Tempête de nuit



Le moment le plus délicat : se déshabiller pour nous engouffrer, jamais assez rapidement, dans nos vêtements humides de froid et de mer. Vite dans le lit, humide aussi ; longues minutes glaciales, nos corps raides, nos bouches gémissantes, et la pluie dehors se déchaine, frappe aux velux, martèle le toit ; nous sommes perchées en pleine tempête, le phare bouge, grince, résiste, le vent hurle dans l’escalier de pierre.
Un film nous réchauffe, éloigne la tempête. Nous sommes en Argentine, en noir et blanc cinémascope.
Soudain des bruits terrifiants montent vers nous. Aux aguets, silencieuses, anxieuses, nous attendons, souffle coupé. La nuit est propice aux terreurs. La tempête est propice aux naufrages. Les nuits de tempête forcent les portes de notre imagination la plus noire.
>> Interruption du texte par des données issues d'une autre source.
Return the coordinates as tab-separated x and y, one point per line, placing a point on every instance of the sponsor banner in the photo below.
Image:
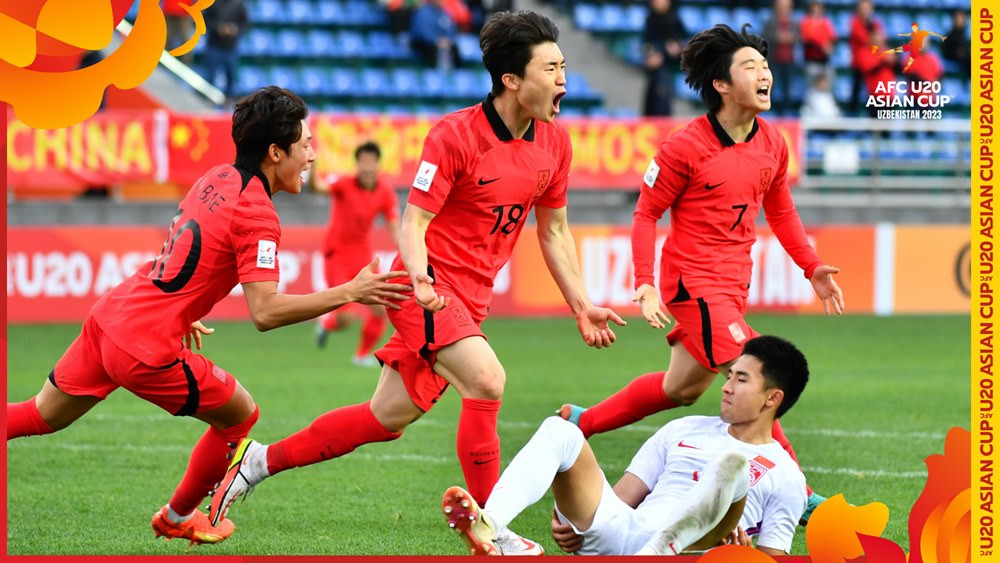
57	273
109	148
119	146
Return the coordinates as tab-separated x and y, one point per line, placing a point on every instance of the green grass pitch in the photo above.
884	392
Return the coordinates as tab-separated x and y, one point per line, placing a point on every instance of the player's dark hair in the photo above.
370	146
709	55
269	115
507	39
783	366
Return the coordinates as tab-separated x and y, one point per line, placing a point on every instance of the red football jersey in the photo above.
714	189
481	183
352	213
225	232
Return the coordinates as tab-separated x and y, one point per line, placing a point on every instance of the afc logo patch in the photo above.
758	468
543	181
765	179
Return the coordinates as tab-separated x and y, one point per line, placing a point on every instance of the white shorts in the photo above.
615	531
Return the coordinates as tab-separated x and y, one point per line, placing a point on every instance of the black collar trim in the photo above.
499	127
724	137
247	175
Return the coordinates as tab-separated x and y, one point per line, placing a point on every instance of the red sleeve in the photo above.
255	234
665	179
440	163
390	203
555	194
779	209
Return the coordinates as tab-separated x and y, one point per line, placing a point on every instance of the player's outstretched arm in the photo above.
827	290
413	252
559	251
270	309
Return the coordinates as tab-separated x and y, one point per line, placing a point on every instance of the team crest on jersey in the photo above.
765	179
543	180
759	466
266	251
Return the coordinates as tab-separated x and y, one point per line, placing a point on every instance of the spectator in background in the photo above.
782	36
225	21
956	45
818	39
663	41
819	101
180	26
863	28
432	35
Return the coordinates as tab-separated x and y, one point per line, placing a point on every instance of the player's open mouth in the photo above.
556	100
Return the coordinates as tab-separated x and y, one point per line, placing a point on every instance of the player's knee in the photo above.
487	382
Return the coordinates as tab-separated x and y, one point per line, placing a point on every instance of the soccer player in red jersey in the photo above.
225	231
354	203
482	170
714	176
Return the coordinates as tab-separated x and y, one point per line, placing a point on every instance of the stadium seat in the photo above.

Murmures, discussions, décision : allumer une lanterne, s’extraire du duvet réchauffé, descendre les marches de pierre vers le bruit menaçant. Nous nous suivons de marche en marche, la lampe tendue en avant pour se défendre des ténèbres et des ennemis. Anita Conti nous transmet son courage.
La salle principale est sinistre, la lumière blafarde de la lanterne déniche le bruit visiteur : c’est l’eau qui entre à grands filets par la porte principale.
Nous profitons de ce moment pour passer dans la cuisine et faire le plein de nourriture : gâteaux, chocolat, crêpes, céleri, confiture. A manger là-haut, dans l’œil de la tempête.
Nous mangeons tout le temps, nous n’avons jamais autant mangé que depuis notre arrivée sur l’ile, le poids de la nourriture nous retient aux rochers, nous devons sans cesse nous lester pour résister à la force et à l’immensité.
Cet océan inégalé, et nous face à lui.